Defining the Rust 2024 edition
Defining the Rust 2024 edition
Posted Feb 4, 2024 14:01 UTC (Sun) by pizza (subscriber, #46)In reply to: Defining the Rust 2024 edition by Cyberax
Parent article: Defining the Rust 2024 edition
But.. that's still using XCode/MSVS?
If the complaint is that the full autotools suite doesn't generate anything other than pure makefiles, that's a technical problem that can be rectified by someone willing to put the work into said feature. [1]
FWIW, a quick bit of googling shows several folks successfully generating iOS libraries for autotools-based projects -- It's effectively just another cross-compile target. But each (major) iOS/etc version (and sometimes hardware family on top of that) requires a different target tuple and toolchain options that are not easily discoverable, and you need to rinse and repeat multiple times to generate all of the variations that XCode needs. Which is a real PITA.
[1] Granted, it's unlikely that folks with high levels of autotools know-how are motivated to add support for probably the most FOSS-hostile platform widely deployed today. And adding Windows support requires a _lot_ more work than just changing the build system.
Posted Feb 4, 2024 14:52 UTC (Sun)
by Cyberax (✭ supporter ✭, #52523)
[Link]
Not quite. The build description remains in CMake. XCode/MSVS are used to work with the code.

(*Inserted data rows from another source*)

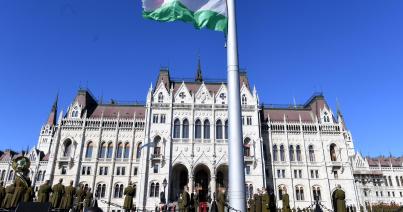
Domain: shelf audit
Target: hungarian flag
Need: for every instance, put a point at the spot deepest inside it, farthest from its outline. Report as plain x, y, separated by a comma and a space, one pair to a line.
211, 14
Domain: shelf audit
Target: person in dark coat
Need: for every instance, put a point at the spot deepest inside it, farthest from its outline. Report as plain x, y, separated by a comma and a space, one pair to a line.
68, 197
44, 192
57, 194
2, 193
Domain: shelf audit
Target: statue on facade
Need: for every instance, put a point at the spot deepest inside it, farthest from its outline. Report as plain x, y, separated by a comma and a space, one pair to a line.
340, 197
9, 196
2, 193
129, 194
44, 192
21, 166
68, 197
57, 194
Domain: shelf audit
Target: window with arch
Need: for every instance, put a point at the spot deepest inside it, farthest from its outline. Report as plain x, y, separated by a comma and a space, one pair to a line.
226, 129
275, 153
206, 129
299, 158
109, 150
244, 100
119, 152
311, 153
282, 155
160, 97
154, 189
198, 129
127, 150
138, 153
332, 151
281, 191
292, 153
102, 150
88, 152
185, 129
177, 128
246, 147
299, 193
316, 193
67, 148
218, 129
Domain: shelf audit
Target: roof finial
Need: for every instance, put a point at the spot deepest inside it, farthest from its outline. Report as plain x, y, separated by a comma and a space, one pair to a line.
199, 77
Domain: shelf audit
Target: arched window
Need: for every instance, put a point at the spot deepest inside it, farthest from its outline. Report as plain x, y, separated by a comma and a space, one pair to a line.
311, 153
67, 148
152, 190
299, 193
333, 152
160, 97
185, 129
226, 129
119, 152
138, 153
246, 147
299, 153
282, 156
244, 100
206, 129
316, 193
275, 153
218, 129
88, 152
177, 127
127, 150
102, 151
198, 129
292, 158
109, 150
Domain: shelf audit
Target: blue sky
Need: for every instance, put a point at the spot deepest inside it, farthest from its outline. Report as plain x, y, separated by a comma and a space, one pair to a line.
349, 49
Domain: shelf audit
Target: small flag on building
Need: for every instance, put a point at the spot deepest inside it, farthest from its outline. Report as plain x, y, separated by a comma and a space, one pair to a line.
211, 14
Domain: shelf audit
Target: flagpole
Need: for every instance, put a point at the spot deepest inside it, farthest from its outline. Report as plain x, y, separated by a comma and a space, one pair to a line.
236, 188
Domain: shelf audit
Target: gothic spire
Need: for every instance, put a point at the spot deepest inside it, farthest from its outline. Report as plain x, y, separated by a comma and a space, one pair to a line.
199, 77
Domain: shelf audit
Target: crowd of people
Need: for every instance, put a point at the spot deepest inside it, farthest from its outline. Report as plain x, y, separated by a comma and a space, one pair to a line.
59, 196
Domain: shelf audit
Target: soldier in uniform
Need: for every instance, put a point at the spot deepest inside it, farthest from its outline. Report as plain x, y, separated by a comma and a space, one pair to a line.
68, 197
88, 198
251, 203
129, 194
286, 202
43, 192
221, 199
80, 194
57, 194
340, 200
265, 201
2, 193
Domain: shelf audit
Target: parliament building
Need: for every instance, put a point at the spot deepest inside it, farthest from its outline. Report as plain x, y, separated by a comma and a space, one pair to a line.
178, 138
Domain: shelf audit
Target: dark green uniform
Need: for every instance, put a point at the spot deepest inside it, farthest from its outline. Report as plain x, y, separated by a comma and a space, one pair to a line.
9, 196
265, 202
221, 201
286, 203
251, 203
88, 199
43, 193
340, 200
2, 194
129, 194
57, 194
68, 197
19, 192
29, 195
258, 202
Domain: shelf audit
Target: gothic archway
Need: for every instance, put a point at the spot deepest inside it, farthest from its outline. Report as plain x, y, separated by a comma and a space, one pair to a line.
202, 182
179, 178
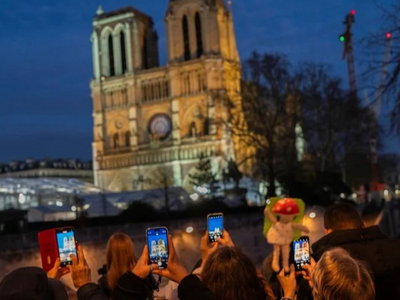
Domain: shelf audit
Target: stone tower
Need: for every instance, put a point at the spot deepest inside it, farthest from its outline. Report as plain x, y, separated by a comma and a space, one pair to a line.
151, 123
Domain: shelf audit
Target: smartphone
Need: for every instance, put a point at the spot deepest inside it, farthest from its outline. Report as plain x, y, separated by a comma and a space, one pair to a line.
301, 252
66, 244
157, 242
215, 226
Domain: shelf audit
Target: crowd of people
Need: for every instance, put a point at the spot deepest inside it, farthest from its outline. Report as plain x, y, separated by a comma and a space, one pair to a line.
350, 262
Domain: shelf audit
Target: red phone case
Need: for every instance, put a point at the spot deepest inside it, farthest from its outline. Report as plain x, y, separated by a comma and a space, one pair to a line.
48, 248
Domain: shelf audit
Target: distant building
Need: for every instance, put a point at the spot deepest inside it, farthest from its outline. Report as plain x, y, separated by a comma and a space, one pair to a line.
25, 193
60, 168
146, 116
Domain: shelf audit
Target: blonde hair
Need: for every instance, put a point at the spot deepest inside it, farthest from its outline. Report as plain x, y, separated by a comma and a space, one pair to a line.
121, 258
338, 276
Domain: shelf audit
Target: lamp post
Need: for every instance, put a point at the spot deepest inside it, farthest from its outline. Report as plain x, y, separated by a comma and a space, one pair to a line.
140, 181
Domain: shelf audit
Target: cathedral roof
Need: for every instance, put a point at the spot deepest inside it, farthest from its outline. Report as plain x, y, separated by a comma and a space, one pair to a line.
124, 10
208, 2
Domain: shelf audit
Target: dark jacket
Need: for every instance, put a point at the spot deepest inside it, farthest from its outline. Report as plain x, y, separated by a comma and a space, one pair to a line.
131, 287
91, 291
31, 283
370, 245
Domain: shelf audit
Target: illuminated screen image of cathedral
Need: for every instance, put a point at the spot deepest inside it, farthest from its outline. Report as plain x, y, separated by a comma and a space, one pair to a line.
152, 121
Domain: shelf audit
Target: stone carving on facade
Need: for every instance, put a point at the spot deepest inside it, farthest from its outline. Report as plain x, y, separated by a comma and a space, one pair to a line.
196, 127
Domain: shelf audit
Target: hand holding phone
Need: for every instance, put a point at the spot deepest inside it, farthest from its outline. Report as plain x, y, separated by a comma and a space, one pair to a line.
57, 244
301, 253
66, 243
157, 243
215, 226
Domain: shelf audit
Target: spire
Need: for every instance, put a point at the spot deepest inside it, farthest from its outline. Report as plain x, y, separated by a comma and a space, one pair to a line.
100, 10
229, 3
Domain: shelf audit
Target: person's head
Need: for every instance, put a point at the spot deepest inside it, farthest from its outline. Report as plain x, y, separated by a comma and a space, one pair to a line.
337, 276
340, 217
31, 283
121, 257
230, 274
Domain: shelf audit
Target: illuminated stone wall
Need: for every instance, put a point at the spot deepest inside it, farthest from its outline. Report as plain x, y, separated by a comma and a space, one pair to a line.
129, 147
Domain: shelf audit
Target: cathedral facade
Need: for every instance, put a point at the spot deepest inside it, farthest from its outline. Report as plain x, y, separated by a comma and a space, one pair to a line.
152, 123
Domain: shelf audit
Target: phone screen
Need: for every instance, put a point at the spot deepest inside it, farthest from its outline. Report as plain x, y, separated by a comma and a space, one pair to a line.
66, 245
301, 252
157, 241
215, 225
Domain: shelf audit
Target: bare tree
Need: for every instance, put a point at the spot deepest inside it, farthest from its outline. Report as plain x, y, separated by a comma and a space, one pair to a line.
266, 122
163, 177
381, 62
334, 123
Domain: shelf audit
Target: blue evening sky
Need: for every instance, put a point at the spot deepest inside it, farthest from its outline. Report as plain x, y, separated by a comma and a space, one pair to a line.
45, 107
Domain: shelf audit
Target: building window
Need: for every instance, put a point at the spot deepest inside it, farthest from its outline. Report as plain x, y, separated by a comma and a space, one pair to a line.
199, 37
111, 55
145, 54
116, 141
123, 51
186, 43
127, 139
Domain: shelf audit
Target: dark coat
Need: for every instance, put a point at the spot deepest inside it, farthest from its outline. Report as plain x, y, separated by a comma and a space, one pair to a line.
370, 245
131, 287
91, 291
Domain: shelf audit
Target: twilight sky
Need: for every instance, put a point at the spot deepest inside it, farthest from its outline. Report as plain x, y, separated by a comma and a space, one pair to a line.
45, 107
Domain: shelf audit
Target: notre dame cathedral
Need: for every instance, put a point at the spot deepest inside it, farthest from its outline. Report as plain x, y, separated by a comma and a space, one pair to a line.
151, 122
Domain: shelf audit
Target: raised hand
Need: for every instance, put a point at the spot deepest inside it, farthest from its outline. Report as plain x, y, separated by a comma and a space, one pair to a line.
307, 271
288, 283
57, 272
175, 271
142, 268
206, 249
225, 240
80, 271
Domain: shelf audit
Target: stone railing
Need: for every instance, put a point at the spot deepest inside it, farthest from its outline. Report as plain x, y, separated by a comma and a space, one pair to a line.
29, 241
174, 153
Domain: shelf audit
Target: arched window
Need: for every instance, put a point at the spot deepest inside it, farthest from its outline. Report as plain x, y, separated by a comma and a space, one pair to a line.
123, 51
145, 54
186, 43
199, 37
116, 141
111, 55
127, 139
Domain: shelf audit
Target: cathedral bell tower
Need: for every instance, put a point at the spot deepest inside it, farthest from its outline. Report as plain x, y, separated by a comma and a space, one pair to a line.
152, 124
197, 28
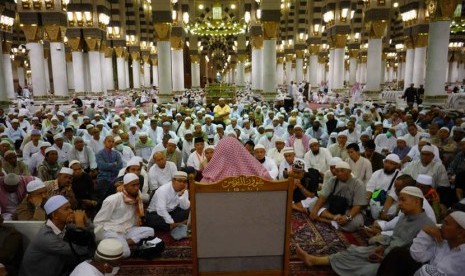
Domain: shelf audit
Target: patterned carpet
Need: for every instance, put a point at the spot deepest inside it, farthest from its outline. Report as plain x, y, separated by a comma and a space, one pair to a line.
315, 238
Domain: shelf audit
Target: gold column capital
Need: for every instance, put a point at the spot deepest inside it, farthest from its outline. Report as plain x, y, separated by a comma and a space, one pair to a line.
54, 33
257, 42
377, 29
353, 53
420, 40
93, 43
119, 51
75, 44
314, 49
33, 33
176, 42
441, 10
270, 30
338, 41
299, 54
163, 31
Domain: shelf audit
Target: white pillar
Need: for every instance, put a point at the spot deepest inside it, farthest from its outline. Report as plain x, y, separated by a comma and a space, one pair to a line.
419, 66
60, 79
269, 68
108, 65
78, 72
352, 70
436, 63
409, 62
164, 70
36, 58
338, 68
95, 72
177, 69
257, 69
121, 72
135, 74
195, 72
8, 73
240, 80
374, 64
146, 74
155, 74
21, 76
3, 95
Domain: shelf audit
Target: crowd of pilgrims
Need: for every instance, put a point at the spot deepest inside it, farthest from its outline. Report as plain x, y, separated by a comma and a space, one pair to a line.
122, 177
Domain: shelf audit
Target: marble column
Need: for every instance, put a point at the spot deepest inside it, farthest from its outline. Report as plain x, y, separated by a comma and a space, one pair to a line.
269, 60
353, 59
438, 44
409, 63
419, 66
195, 71
120, 70
8, 71
36, 59
257, 63
60, 79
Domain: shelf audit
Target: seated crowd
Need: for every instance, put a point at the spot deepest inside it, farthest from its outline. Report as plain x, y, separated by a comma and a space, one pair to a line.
106, 184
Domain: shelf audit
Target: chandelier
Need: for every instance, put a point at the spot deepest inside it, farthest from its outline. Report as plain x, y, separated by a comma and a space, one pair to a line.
217, 23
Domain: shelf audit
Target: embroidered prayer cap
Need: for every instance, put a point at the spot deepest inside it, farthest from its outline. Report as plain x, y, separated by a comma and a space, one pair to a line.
11, 179
54, 203
393, 157
427, 148
66, 170
34, 185
312, 141
413, 191
130, 177
459, 217
180, 174
109, 249
49, 149
73, 163
424, 179
343, 165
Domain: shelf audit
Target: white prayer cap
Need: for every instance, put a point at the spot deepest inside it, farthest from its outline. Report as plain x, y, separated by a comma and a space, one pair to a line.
424, 179
73, 163
333, 161
180, 174
45, 144
172, 141
54, 203
445, 128
259, 146
130, 177
109, 249
288, 150
413, 191
66, 170
343, 165
133, 162
34, 185
427, 148
49, 149
312, 141
459, 217
212, 147
393, 157
11, 179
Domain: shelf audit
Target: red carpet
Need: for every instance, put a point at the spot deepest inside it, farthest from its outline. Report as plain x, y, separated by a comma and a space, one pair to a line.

> If the complaint is that the full autotools suite doesn't generate anything other than pure makefiles, that's a technical problem that can be rectified by someone willing to put the work into said feature. [1]
No. It can't be reasonably done in autotools without making them into CMake. It's possible in the same sense as all Turing-complete languages can emulate each other.
> FWIW, a quick bit of googling shows several folks successfully generating iOS libraries for autotools-based projects
Try it for real. It JustDoesntWork without tons of fiddling.